Some of the key types of files that you might store in a root repository include the following:

  • Namespace creation: files like namespace-gamestore.yaml create the namespaces themselves.
  • Cluster-scoped resources: files that affect the entire cluster include resources like ClusterRole objects which add cluster-wide roles that grant permissions.
  • Connecting namespace repositories: the key file in this multi-repository setup is the reposync-gamestore.yaml. This RepoSync object tells Config Sync to sync configurations for the gamestore namespace from a different path. In this example, it points to the config-sync-quickstart/multirepo/ namespaces/gamestore directory within the same repository, but in a real-world scenario, this could point to a different Git repository.

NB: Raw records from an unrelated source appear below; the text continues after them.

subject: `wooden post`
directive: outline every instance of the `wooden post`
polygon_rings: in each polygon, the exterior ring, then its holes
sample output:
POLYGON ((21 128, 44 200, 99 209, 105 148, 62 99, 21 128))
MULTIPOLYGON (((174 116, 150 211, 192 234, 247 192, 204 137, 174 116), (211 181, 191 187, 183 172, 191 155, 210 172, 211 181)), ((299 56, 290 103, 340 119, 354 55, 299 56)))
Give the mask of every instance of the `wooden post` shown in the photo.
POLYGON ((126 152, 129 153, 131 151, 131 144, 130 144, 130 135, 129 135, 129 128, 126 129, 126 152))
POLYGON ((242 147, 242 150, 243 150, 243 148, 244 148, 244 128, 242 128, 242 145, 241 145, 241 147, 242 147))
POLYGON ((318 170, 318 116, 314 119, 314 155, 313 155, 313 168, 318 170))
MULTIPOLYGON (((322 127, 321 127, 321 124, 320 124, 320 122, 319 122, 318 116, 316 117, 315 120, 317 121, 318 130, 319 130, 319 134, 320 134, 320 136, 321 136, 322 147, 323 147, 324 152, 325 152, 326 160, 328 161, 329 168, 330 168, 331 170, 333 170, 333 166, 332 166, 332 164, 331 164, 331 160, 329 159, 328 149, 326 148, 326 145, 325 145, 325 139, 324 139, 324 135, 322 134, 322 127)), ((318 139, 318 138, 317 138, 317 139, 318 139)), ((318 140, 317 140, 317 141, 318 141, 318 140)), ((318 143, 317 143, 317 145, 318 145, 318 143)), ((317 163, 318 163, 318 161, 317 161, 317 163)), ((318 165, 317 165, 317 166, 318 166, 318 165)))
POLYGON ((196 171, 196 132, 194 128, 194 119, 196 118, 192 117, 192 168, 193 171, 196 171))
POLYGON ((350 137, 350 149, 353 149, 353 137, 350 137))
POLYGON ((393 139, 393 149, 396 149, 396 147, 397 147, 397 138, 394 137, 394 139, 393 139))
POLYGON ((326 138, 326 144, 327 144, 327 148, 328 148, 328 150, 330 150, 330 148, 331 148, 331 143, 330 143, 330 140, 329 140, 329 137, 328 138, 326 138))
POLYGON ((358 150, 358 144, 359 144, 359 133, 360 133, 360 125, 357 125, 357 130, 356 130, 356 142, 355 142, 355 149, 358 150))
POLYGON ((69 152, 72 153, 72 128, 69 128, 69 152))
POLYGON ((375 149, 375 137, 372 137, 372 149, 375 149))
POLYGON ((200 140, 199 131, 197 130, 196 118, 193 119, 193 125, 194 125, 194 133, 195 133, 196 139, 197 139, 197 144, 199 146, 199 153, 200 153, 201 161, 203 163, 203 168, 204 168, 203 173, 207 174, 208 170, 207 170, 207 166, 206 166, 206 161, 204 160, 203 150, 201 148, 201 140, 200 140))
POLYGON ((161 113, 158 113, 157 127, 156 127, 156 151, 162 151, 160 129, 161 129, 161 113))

The namespace repository contains application-specific configurations for the gamestore namespace. For example, the configmap-inventory.yaml contains inventory data for the gamestore application. This type of GitOps setup lets application teams to have more autonomy over their own deployments and namespace-scoped resources without needing to modify the central root repository.

Clean up

  1. Go to the GKE menu in Google Cloud console.

    Go to GKE

  2. Next to the cs-cluster, click Actions, then click Delete.

  3. When prompted to confirm, click Delete again.